On Saturdays, I like to cook. The day stretches out leisurely before me, with hours to spend. I neaten a table, put away stranded items, put in another load of laundry, polish the door, put away socks, papers, and junk mail, and think of food.
Some weeks we go to the local Farmer's Market, with rows of stalls all selling something of specialty. Baked goods - bread, tarts, pies - and flowers, fused glass jewelry, beautifully polished bowls of locally salvaged wood, seeds and produce - fifteen small farmers organic or not, selling seasonal food bursting with the colors and health as the season intended. It's too late for tomatoes, but there's grain fed beef, braising greens, bok choy, and white turnips with greens intact. Turnips!
It's fall, and the root vegetables are calling me. I contemplate a hearty plate of roasted roots.

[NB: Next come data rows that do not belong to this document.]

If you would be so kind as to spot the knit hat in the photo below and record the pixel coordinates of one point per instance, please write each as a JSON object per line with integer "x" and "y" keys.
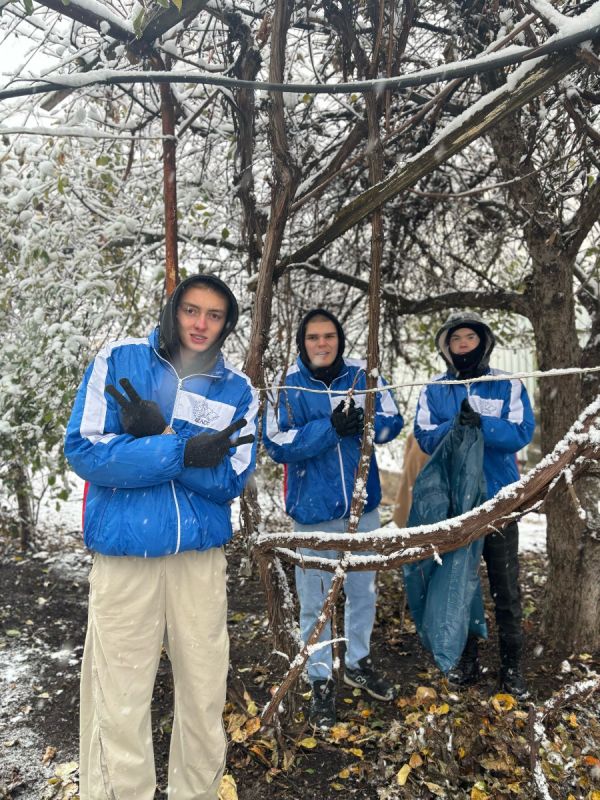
{"x": 476, "y": 362}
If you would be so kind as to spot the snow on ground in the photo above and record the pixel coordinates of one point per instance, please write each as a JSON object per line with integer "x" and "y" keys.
{"x": 532, "y": 533}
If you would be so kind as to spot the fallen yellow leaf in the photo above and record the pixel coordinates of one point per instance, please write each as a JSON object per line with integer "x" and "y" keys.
{"x": 425, "y": 694}
{"x": 403, "y": 774}
{"x": 356, "y": 751}
{"x": 252, "y": 726}
{"x": 235, "y": 721}
{"x": 309, "y": 743}
{"x": 503, "y": 702}
{"x": 415, "y": 761}
{"x": 436, "y": 789}
{"x": 339, "y": 731}
{"x": 227, "y": 788}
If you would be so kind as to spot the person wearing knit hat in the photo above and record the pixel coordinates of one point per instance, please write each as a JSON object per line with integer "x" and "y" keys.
{"x": 163, "y": 429}
{"x": 317, "y": 435}
{"x": 502, "y": 411}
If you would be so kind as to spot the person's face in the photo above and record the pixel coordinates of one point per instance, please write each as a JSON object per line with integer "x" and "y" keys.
{"x": 462, "y": 341}
{"x": 201, "y": 316}
{"x": 321, "y": 342}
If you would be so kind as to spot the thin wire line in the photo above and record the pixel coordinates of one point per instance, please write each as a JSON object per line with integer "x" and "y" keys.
{"x": 505, "y": 376}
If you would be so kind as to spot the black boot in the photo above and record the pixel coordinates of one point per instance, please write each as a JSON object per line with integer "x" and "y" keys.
{"x": 321, "y": 711}
{"x": 512, "y": 680}
{"x": 466, "y": 672}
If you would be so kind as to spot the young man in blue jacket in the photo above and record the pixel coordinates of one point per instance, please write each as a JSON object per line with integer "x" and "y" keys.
{"x": 153, "y": 430}
{"x": 319, "y": 441}
{"x": 501, "y": 409}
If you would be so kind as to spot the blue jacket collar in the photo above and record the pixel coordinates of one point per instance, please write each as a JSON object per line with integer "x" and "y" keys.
{"x": 307, "y": 374}
{"x": 217, "y": 372}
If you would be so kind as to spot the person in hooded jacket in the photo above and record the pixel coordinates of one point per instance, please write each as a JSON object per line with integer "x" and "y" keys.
{"x": 502, "y": 410}
{"x": 163, "y": 430}
{"x": 318, "y": 437}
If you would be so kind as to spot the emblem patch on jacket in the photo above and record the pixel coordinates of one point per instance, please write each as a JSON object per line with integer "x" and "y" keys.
{"x": 488, "y": 406}
{"x": 201, "y": 411}
{"x": 203, "y": 414}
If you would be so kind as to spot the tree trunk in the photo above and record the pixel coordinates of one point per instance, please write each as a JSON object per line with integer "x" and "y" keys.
{"x": 167, "y": 113}
{"x": 22, "y": 489}
{"x": 571, "y": 616}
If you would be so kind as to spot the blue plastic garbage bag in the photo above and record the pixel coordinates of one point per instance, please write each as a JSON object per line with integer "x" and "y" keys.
{"x": 445, "y": 597}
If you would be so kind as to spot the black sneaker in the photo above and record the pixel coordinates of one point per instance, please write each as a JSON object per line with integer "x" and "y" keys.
{"x": 512, "y": 682}
{"x": 321, "y": 711}
{"x": 364, "y": 677}
{"x": 467, "y": 671}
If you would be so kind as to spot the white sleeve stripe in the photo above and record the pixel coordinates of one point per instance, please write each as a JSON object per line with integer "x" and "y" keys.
{"x": 94, "y": 409}
{"x": 240, "y": 460}
{"x": 423, "y": 414}
{"x": 516, "y": 411}
{"x": 273, "y": 432}
{"x": 388, "y": 405}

Or perhaps sauteed? Or a stew? Perhaps roasted, and then stewed, then chunked into a mosaic. Yes.
I pick potatoes and carrots, of course, and then a bunch of turnips, of course, and a few parsnips because they are supposed to be yummy in this sort of combination of course. Onions and garlic and plenty of salt and pepper. Roasted with olive oil, then sauteed in butter, and melted into softness, mashed or spun into flecks, a whole family of flavors in every bite.
On a cold but sunny autumn day, this potage sticks to the ribs, mortar against the windy bite. It's fall. So let's fall to it.